La RAE tiene tres acepciones para leguleyo: discutidor, persona que aplica el derecho sin rigor y desenfadadamente, y persona que hace gestiones ilícitas en los juzgados. Por mi oficio, y por una experiencia profesional de casi 40 años, en la cual me he cruzado con todo tipo de abogados, me atrevo a decir que lo que escupen las facultades de derecho son, fundamentalmente, leguleyos. Y muchos encajan en los tres conceptos. Por supuesto que hay grandes abogados y hay prestigiosas y limpias firmas, que ejercen el oficio con toda pulcritud y ética.
Pero hay otras llenas de pedantes socios y asociados que, desde su Olimpo, y pisando su juramento, como hicieron al validar el tal acuerdo, miran con desprecio a los que, según ellos, no tienen derecho a opinar sobre nada, porque “no son formados en leyes”. Pero no es solo su prepotencia, con la cual cobran honorarios en “dólares por minuto”, la que los hace pésimos profesionales. Es, ante todo, su espíritu de cometa, lo que los hace indignos de su credencial. Estos “jurisconsultos” se dejan llevar, sin resistencia, por la corriente de las normas procesales, para sacar a clientes de la cárcel, para hacer vencer términos, para descalificar dictámenes, a pesar de que saben, pero no lo dicen en voz alta, que sus clientes son culpables de todo tipo de crímenes y contravenciones.
Hay desde magistrados de las altas cortes que, al amparo de su fuero y su cargo, venden fallos. Y el castigo a sus fechorías, de especial gravedad, queda en el aire, porque sus abogados dilataron los términos y los dejaron, deliberadamente, vencer. Hay otros magistrados, en tribunales y juzgados, que carecen de imparcialidad, y amañan sus fallos a favor de políticos corruptos, como sucede con mayor frecuencia con todo lo que pretende hacer el alcalde de Bogotá, o con la financiación corrupta de una campaña, que ya va a prescribir.
Volviendo a los leguleyos, estos personajes, con sus despachos forrados en finas maderas lacadas, no tienen miramientos ni escrúpulos en guiar a sus clientes por los vericuetos del código procesal para lograr su exoneración. Internan a sus clientes en clínicas, los ocultan para aplazar los comparecimientos, inventan mil razones para que sus clientes jamás vean la cara de sus víctimas. Hasta destruyen pruebas, con amparo en normas absurdas.
Pero no son solo los tecnicismos procesales sus armas para ocultar la verdad e impedir la justicia. Son también los maestros de la adjetivación y de las coletillas. “Falso”, “ignorante”, “mentiroso”, “tendencioso”, “parcializado”, “toda vez que”, “ahora bien”, “como quiera que” y muchos estilos de redacción que buscan ocultar su capacidad de hallar la verdad y permitir la justicia, en todo su sentido, son herramientas de las cajas de estos licenciados.

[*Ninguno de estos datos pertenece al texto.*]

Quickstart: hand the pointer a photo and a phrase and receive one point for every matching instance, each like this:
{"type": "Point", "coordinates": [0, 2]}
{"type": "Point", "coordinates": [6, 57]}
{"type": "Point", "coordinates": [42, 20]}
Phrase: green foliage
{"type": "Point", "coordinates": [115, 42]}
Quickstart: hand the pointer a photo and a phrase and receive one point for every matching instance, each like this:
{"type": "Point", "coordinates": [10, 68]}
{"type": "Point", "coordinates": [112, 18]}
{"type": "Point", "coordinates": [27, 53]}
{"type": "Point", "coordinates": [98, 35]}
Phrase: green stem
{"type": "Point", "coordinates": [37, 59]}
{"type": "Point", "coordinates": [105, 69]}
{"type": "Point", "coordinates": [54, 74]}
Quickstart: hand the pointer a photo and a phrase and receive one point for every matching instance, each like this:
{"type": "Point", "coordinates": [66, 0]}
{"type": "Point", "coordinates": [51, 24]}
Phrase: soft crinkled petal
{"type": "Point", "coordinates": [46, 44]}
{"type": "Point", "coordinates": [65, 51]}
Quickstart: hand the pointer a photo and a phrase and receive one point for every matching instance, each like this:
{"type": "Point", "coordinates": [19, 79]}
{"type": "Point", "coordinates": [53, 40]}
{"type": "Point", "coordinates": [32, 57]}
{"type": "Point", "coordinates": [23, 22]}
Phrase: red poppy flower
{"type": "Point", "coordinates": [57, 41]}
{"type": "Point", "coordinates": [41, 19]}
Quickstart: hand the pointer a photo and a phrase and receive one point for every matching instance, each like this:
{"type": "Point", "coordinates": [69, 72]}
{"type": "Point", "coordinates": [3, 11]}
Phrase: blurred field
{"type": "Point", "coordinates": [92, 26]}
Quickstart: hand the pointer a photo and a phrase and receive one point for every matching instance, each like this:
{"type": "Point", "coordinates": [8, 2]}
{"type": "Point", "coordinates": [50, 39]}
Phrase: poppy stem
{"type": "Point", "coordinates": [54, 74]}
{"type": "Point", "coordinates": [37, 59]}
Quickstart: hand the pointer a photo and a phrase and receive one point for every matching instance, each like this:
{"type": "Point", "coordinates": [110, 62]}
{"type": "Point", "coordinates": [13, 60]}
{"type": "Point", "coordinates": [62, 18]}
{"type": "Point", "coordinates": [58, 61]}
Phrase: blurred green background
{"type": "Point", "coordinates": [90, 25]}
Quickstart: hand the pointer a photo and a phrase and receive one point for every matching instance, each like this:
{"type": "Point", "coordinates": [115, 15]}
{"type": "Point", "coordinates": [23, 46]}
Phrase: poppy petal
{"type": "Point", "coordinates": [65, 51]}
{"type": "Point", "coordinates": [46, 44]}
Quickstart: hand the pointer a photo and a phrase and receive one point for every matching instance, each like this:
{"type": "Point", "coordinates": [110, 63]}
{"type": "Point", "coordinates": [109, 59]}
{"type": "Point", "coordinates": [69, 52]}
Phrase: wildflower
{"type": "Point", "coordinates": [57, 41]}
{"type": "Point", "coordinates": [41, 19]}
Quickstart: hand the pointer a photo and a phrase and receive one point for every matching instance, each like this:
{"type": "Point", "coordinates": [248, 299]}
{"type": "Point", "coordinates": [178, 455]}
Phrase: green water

Les diría a las facultades de derecho del país, en términos de una gran columnista, “dejen de parir” leguleyos. La reforma a la justicia empieza por reformar las facultades, seleccionar mejor al cuerpo docente, apretar los requisitos de ingreso y enseñar ética y moral, materias desvanecidas del pénsum.
Antonio Rocha Alvira, el Padre Gabriel Giraldo, Fernando Hinestrosa, y otros grandes formadores de abogados en Colombia, estarían avergonzados con la calidad de profesionales que hoy dominan el panorama. Paz en sus tumbas.